Mme Yilmaz lisait, assise sur son lit. Elle fit glisser ses lunettes sur la pointe de son nez et regarda ce couple qui venait de frapper à sa porte.
Elle dévisagea Alice qui s’approchait, retint son souffle avant de pousser un long soupir, et ses yeux s’emplirent de larmes.
Alice ne voyait sur ce lit qu’une vieille femme qui lui était étrangère jusqu’à ce que Mme Yilmaz la prenne dans ses bras en sanglotant et la serre contre elle…
… le nez plongé dans sa nuque, j’ai reconnu l’accord parfait de mon enfance, retrouvé les odeurs du passé, le parfum des baisers reçus avant d’aller au lit. J’ai entendu, surgi de cette enfance, le bruissement des rideaux qui s’ouvraient le matin, la voix de ma nourrice me criant : « Anouche, lève-toi, il y a un si joli bateau dans la rade, il faut que tu viennes voir ça. »
J’ai retrouvé l’odeur du lait chaud dans la cuisine, revu les pieds d’une table en merisier sous laquelle j’aimais tant me cacher. J’ai entendu les marches de l’escalier craquer sous les pas de mon père, et j’ai revu soudain, sur un dessin à l’encre noire, deux visages que j’avais oubliés.

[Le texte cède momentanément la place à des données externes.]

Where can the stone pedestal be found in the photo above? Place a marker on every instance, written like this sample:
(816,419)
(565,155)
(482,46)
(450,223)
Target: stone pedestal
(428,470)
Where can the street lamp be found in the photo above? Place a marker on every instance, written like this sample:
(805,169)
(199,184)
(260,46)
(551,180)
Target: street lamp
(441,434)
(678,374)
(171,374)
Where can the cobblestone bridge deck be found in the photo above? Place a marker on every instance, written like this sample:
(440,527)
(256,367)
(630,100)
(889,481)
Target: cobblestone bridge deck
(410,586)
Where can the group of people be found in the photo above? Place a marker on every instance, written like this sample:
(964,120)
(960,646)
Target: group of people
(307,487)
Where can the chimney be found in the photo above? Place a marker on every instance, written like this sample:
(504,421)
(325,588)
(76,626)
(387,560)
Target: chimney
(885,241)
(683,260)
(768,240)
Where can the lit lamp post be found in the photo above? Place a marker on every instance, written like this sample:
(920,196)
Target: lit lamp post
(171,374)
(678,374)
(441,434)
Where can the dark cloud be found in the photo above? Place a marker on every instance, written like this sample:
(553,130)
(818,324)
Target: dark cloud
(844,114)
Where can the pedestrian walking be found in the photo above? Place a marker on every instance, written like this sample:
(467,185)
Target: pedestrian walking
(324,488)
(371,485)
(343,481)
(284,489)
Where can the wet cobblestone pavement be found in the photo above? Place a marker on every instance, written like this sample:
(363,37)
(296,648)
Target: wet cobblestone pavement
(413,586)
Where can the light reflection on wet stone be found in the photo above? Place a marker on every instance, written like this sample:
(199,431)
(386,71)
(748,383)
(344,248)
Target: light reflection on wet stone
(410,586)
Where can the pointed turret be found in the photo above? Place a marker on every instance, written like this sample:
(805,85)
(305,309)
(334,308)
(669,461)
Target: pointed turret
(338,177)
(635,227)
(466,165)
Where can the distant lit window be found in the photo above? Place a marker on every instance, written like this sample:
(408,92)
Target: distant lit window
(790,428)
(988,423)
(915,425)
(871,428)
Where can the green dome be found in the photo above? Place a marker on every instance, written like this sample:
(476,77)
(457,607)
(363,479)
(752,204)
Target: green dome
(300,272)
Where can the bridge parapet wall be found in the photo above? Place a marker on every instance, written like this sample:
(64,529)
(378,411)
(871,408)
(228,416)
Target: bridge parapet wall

J’ai eu deux mères et deux pères, Daldry, je n’en ai plus aucun.
Il a fallu du temps pour que Mme Yilmaz sèche ses larmes, ses mains me caressaient les joues et ses lèvres me couvraient de baisers. Elle murmurait mon prénom sans pouvoir s’arrêter : « Anouche, Anouche, ma toute petite Anouche, mon soleil, tu es revenue voir ta vieille nourrice. » Et, à mon tour, j’ai pleuré, Daldry. J’ai pleuré, de toute mon ignorance, de n’avoir jamais su que ceux qui m’ont fait naître ne m’ont pas vue grandir, que ceux que j’ai aimés et qui m’ont élevée m’avaient adoptée pour me sauver la vie. Je ne me prénomme pas Alice, mais Anouche, avant d’être une Anglaise, je suis une Arménienne et mon vrai nom n’est pas Pendelbury.
À cinq ans, j’étais une enfant silencieuse, une petite fille qui refusait de parler sans que l’on sache pourquoi. Mon univers n’était fait que d’odeurs, elles étaient mon langage. Mon père, cordonnier, possédait un grand atelier et deux commerces, sur l’une et l’autre rive du Bosphore. Il était, m’a affirmé Mme Yilmaz, le plus réputé d’Istanbul et on venait le voir de tous les faubourgs de la ville. Mon père s’occupait du magasin de Péra, ma mère gérait celui de Kadıköy et, chaque matin, Mme Yilmaz me conduisait à l’école, au fond d’une petite impasse d’Üsküdar. Mes parents travaillaient beaucoup, mais le dimanche mon père nous emmenait toujours nous promener en calèche.
Au début de l’année 1914, un énième médecin avait suggéré à mes parents que mon mutisme n’était pas une fatalité, que certaines plantes médicinales pourraient calmer mes nuits troublées par de violents cauchemars et que le sommeil retrouvé me délierait la langue. Mon père avait pour client un jeune pharmacien anglais qui aidait des familles en difficulté. Chaque semaine, Mme Yilmaz et moi nous rendions rue Isklital.
Dès que je voyais la femme de ce pharmacien, paraît-il, je criais son prénom d’une voix claire.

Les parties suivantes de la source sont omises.